The general theory seems to be: the lighter the kit, the faster you can walk, the more distance you can travel, and the less injury you will sustain. I met several ultra-lightweight walkers (mainly Americans), who had base weights of 6kg. But I also met walkers who were scrimping on safety equipment to keep their weight down. A German girl decided not to carry a first aid kit, countless walkers didn't have personal locator beacons. For a trail like the TA, that is rugged, remote and potentially dangerous, carrying safety kit is paramount. Equally, walkers need to carry clothing for all temperature and weather conditions. Within the space of a month I walked in temperatures in the mid-30s and also in snow and torrential rain.
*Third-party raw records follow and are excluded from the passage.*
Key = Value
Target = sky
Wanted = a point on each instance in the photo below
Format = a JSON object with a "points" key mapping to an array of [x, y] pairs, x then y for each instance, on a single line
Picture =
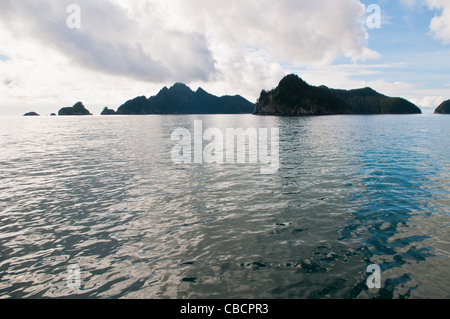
{"points": [[110, 51]]}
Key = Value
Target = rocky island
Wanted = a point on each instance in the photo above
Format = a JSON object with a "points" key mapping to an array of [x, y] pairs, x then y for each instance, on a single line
{"points": [[77, 109], [444, 108], [295, 97], [108, 111], [180, 99]]}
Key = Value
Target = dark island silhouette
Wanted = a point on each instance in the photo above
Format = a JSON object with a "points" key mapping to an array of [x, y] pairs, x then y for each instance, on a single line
{"points": [[76, 110], [180, 99], [295, 97], [444, 108], [108, 111]]}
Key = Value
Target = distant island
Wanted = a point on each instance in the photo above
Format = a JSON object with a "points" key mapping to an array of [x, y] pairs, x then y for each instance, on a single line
{"points": [[295, 97], [444, 108], [77, 109], [108, 111], [31, 114], [180, 99]]}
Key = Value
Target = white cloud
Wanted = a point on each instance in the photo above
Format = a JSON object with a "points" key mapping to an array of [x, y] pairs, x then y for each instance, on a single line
{"points": [[133, 48], [440, 25]]}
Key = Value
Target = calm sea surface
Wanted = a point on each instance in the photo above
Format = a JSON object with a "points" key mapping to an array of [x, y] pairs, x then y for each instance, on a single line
{"points": [[103, 193]]}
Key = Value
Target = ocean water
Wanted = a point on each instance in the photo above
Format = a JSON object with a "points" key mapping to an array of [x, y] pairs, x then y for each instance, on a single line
{"points": [[103, 193]]}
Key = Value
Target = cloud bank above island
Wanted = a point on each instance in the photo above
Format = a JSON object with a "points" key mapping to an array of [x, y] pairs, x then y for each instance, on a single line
{"points": [[129, 48]]}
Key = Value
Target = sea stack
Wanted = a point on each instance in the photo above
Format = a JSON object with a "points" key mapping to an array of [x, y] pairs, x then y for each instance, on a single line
{"points": [[77, 109]]}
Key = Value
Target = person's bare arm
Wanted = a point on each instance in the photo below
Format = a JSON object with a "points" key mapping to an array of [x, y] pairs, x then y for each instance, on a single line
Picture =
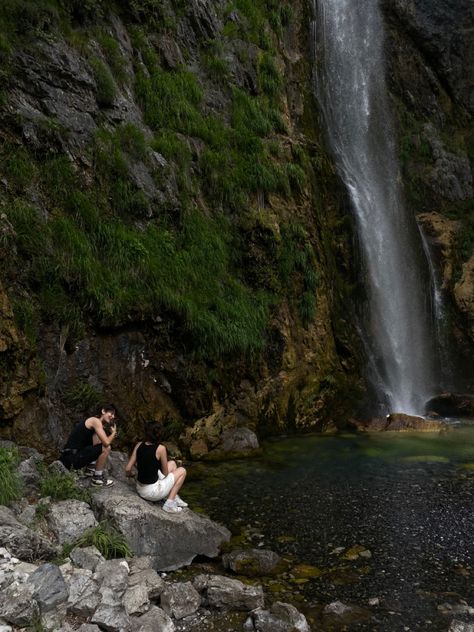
{"points": [[162, 455], [132, 460], [94, 422]]}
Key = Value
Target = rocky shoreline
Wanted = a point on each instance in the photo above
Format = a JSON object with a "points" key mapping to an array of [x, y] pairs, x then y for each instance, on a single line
{"points": [[52, 579]]}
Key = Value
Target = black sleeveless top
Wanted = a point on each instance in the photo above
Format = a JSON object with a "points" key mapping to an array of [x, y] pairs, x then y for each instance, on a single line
{"points": [[80, 437], [147, 464]]}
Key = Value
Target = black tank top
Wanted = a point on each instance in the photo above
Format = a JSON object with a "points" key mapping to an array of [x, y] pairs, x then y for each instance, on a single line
{"points": [[147, 464], [80, 437]]}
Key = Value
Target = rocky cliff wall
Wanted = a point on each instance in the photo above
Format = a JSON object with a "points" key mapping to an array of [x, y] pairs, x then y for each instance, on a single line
{"points": [[430, 48], [174, 236]]}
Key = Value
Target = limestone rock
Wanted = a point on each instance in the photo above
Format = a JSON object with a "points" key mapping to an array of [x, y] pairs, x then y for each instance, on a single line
{"points": [[149, 578], [239, 440], [282, 617], [17, 605], [155, 619], [226, 593], [252, 562], [87, 557], [464, 294], [21, 541], [441, 234], [180, 600], [171, 540], [65, 529], [135, 599], [49, 587], [398, 422], [84, 594]]}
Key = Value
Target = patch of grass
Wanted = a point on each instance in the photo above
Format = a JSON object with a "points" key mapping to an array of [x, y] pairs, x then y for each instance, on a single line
{"points": [[106, 539], [10, 484], [61, 487]]}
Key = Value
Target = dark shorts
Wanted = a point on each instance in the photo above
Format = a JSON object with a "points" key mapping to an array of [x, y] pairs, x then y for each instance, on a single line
{"points": [[81, 458]]}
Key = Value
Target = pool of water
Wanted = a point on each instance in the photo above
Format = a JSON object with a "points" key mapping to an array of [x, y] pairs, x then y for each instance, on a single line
{"points": [[383, 523]]}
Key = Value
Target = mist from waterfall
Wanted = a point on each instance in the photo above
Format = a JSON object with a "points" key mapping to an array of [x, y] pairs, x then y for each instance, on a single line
{"points": [[350, 86]]}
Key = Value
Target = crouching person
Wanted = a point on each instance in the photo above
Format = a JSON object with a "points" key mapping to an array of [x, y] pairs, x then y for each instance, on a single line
{"points": [[89, 445], [157, 478]]}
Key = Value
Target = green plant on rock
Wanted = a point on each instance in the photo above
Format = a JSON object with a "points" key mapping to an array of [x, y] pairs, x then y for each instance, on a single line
{"points": [[60, 486], [84, 396], [106, 539], [10, 485]]}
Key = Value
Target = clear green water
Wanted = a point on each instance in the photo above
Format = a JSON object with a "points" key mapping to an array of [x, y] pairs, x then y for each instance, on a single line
{"points": [[407, 498]]}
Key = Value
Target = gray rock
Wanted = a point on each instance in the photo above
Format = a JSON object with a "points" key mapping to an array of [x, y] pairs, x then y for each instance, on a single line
{"points": [[135, 599], [28, 472], [337, 607], [231, 594], [180, 600], [172, 540], [239, 440], [150, 579], [49, 586], [87, 557], [65, 529], [17, 605], [155, 619], [461, 626], [22, 542], [113, 618], [252, 562], [84, 596], [282, 617]]}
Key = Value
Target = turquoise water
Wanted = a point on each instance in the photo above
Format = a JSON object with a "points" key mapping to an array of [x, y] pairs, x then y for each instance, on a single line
{"points": [[404, 498]]}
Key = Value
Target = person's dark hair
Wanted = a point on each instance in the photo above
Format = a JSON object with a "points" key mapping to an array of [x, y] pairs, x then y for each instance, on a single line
{"points": [[153, 430]]}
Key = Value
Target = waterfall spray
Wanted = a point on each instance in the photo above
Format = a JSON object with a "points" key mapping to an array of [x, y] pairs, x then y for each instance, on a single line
{"points": [[350, 86]]}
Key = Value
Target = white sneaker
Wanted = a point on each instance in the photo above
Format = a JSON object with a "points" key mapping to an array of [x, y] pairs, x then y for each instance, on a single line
{"points": [[180, 502], [171, 506]]}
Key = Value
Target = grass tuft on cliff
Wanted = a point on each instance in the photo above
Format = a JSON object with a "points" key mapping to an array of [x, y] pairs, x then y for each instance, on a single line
{"points": [[10, 484]]}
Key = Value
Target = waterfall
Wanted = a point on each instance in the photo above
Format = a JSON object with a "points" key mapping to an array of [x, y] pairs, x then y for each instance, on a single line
{"points": [[350, 87]]}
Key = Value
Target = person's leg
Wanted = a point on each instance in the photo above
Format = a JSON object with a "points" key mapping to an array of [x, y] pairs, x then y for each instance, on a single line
{"points": [[171, 504]]}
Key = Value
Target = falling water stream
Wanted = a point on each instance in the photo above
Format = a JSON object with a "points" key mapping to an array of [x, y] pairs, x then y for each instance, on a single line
{"points": [[350, 86]]}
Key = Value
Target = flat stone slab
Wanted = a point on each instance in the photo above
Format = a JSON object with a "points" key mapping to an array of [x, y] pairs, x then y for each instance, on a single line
{"points": [[171, 540]]}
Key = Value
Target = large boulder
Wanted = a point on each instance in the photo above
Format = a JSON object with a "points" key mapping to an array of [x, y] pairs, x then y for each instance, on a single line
{"points": [[60, 523], [252, 562], [397, 422], [23, 542], [171, 540]]}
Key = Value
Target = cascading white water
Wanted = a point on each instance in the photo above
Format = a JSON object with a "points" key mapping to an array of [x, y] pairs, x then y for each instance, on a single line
{"points": [[350, 86]]}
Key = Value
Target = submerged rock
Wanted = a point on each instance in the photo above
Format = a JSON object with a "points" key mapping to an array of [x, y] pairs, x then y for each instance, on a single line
{"points": [[398, 422]]}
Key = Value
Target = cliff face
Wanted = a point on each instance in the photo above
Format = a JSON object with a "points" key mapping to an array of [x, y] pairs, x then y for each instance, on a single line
{"points": [[174, 235], [175, 238], [430, 49]]}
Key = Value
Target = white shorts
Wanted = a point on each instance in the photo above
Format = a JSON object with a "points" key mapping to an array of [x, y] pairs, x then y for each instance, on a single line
{"points": [[158, 490]]}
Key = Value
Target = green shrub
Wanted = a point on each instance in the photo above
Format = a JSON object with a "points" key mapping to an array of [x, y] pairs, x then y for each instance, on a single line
{"points": [[62, 487], [106, 539], [106, 90], [10, 485], [84, 396]]}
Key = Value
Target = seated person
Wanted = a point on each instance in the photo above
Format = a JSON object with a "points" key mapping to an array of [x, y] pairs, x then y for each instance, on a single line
{"points": [[89, 445], [157, 478]]}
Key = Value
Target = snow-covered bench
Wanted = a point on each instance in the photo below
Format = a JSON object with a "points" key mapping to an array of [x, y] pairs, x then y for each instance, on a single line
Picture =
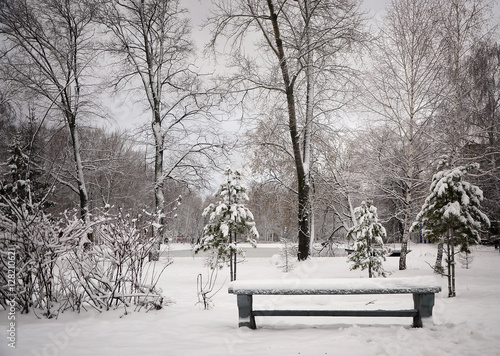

Morning at Lake Constance  © Katrina Megget
Morning at Lake Constance
© Katrina Megget

Footwear

This is one of the other most talked about topics on the trail. Firstly, expect blisters – lots of them. Walking on sand, which gets into your shoes, with wet feet, because you can't escape the tide, is a recipe for blisters. By the end of the second week I had 12 blisters on my feet and was forced to take extra rest days. Everyone will give advice on how to prevent and treat blisters. Some will work, some not. In the end you will figure out what works for you but I recommend hardening your feet and breaking in your footwear before starting the walk. In the end I soaked my feet in Epsom salts for several days, popped my blisters with a sterilised needle, used an iodine solution and taped my feet.

There is some debate about the best footwear for the TA. Most people go with lightweight trail running shoes that dry quickly, based on the vast number of river crossings on the trail. The downside of trail runners is they wear out much quicker than traditional hillwalking boots. I aimed to go through three pairs of trail runners over the course of 3,000km. In the end, over the two seasons I walked the trail, I used four pairs of shoes.

End and start points

Getting to the northern start of the trail requires a bus from Auckland and then a tourist bus from either Kerikeri, Paihia or Kaitaia. Many walkers also try to hitchhike from Kaitaia.

To get to and from Bluff at the southern terminus, a bus is required again between Bluff and the bigger city Invercargill, which has plane and bus links to other cities. Again, hitchhiking to and from Bluff is also possible.